GNOME Bugzilla – Bug 724399
xls export hangs
Last modified: 2014-02-17 17:16:23 UTC
Created attachment 269166 [details] sample gnumeric file If I save the attached file as an xls file (MS Exceltm 97/2000/XP & 5.0/95) the export hangs. Interupting it always appears to result in the same location:
+ Trace 233177
The obvious guess is that something is going wrong with "into Back Corté"
It's the Excel95 saving that goes crazy. It can be triggers like this: ./ssconvert -T Gnumeric_Excel:excel_biff7 ~/Download/tango-gold.gnumeric /tmp/ttt.xls
Note that this problem does not occur with Gnumeric 1.12.6. If I recall correctly then since 1.12.6 the string export to xls was changed.
The problem arose with the patch for bug 715110. Jean: (gdb) p avail $18 = 1 (gdb) p offset $19 = 0 (gdb) p out_bytes $20 = 17 (gdb) p tmp $21 = 0x637ea0 "\351~c" (gdb) p tmp-10 $22 = 0x637e96 " Back Cort\351~c" When we do... avail = MIN (avail, output_len); avail = (avail - offset) / 2 * 2 + offset; /* we need to export an even byte number */ ...we end up with avail==0 and see no progress. Jean: where did "we need to export an even byte number" come from? Does it apply to pre-BIFF8?

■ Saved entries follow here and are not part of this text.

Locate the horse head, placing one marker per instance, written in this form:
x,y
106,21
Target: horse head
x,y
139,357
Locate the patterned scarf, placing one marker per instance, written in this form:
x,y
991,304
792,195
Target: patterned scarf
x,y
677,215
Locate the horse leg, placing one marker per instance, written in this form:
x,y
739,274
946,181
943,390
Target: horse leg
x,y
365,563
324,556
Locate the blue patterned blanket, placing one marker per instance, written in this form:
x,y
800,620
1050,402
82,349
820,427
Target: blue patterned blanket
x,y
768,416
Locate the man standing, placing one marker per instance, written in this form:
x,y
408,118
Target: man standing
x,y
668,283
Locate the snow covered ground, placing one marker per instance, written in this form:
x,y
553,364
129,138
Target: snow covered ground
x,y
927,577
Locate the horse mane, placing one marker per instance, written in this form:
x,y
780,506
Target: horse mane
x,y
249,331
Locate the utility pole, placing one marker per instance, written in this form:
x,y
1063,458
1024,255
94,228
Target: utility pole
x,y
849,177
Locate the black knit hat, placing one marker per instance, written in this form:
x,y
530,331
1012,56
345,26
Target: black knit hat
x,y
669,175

I don't remember, as usual, not enough comments. May be it's just wrong.
Created attachment 269224 [details] [review] Proposed patch May be we need to have an even number of chars only if we split the string and never for the last run.
What we need is a test suite covering strings. From a QA point-of-view we shouldn't be able to make this kind of mistake. I think we can do this by round-trip testing: gnumeric -> biff7 -> gnumeric gnumeric -> biff8 -> gnumeric gnumeric -> ods -> gnumeric gnumeric -> xlsx -> gnumeric ...using a file containing (at least) 1. Simple short ascii strings. Odd and even lengths. 2. A very long (say, 10k characters) ascii string. 3. A short non-ascii string. 4. A very long non-ascii string. 5. A very long non-ascii string with the first (say) 4k being ascii. 6. Ditto with the final 4k characters. 7. An empty string 8. A selection of far-east language strings. 9. Non-ascii strings with ISO-8859-1 representation. Odd and even lengths.
Tests are in: t6500-strings.pl Without patch, we get a hang. With patch, we get criticals: | (/home/welinder/gnome/gnumeric/src/.libs/lt-ssconvert:18729): gnumeric:read-WA RNING **: File is most likely corrupted. | (Condition "q->length - 8 >= in_len" failed in excel_read_LABEL.) These appear to relate to all the long strings.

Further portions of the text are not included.